An announcement from the Developers of MacRuby…
Now that the vacations are behind us (well, behind me at least :)), it’s time to focus on converging MacRuby for its first stable release, 1.0. My goal is to release it somewhere in 2011 (the sooner the better :)).
In order to smoothly achieve that goal, it’s also time to accelerate the current release system and improve the way we classify and address incoming bugs reports. After talking with the others committers we decided on the following:
1) Much more frequent releases
Starting from now we will release more frequently. Until we reach 1.0, releases will mostly contain bug fixes and improvements, and practically no feature. As a matter of fact, I intend to release trunk as 0.8 next week. By releasing MacRuby more frequently we hope people will also test MacRuby more frequently, and report more bugs.
2) Better bug management
We have too many bugs registered in the tracker, and it’s a pain to manage all of them. Starting from now, we will classify all existing bugs as well as incoming ones in two categories: for 1.0 and for later. We will then only focus on bugs for 1.0. The second step is to reduce the problem into a small test case (if applicable) then attach the #reduction keyword. Once bugs are properly reduced, we can fix them more easily. We intend to attach a keyword to bugs that seem to be easy to fix, this way new comers can help and learn how MacRuby works.
3) Bug smash days
We will organize bug smash days.

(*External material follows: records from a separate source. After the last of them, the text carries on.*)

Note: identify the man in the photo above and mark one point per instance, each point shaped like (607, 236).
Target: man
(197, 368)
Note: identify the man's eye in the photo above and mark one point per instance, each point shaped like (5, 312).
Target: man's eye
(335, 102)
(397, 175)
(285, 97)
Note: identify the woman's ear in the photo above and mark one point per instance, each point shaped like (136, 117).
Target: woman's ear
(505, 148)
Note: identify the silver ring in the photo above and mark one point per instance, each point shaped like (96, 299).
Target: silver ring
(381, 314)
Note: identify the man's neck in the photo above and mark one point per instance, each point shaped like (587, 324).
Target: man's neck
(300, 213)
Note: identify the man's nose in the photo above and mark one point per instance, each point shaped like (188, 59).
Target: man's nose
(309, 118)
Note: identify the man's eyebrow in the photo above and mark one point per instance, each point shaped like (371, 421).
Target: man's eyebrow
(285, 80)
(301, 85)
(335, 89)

They will happen on an IRC channel (details forthcoming). The first one will happen this saturday, 6th December. We will have people from 3 different time zones (US west coast, Europe and Japan) on the IRC channel, and our first task will be to start managing all the bugs, using the method described above. New comers are greatly welcomed and we will make sure everyone who wants to help can help.
4) Compatibility support page
The big challenge for MacRuby 1.0 is to have excellent Ruby compatibility. We currently have 2 metrics to test our Ruby compatibility: RubySpec and Rails. However it’s not enough, there are lots of Ruby libraries and C extensions around that we can’t afford to test by ourselves. Therefore, we intend to prepare a webpage on the website that lists Ruby libraries that are known to work with MacRuby, and those who don’t run yet. We will make sure the community can easily update that page. Having an updated list of libraries that we should run should help the team fixing compatibility bugs.
That’s all for now, bug if you have any suggestion on how to improve the current development process, please let us know.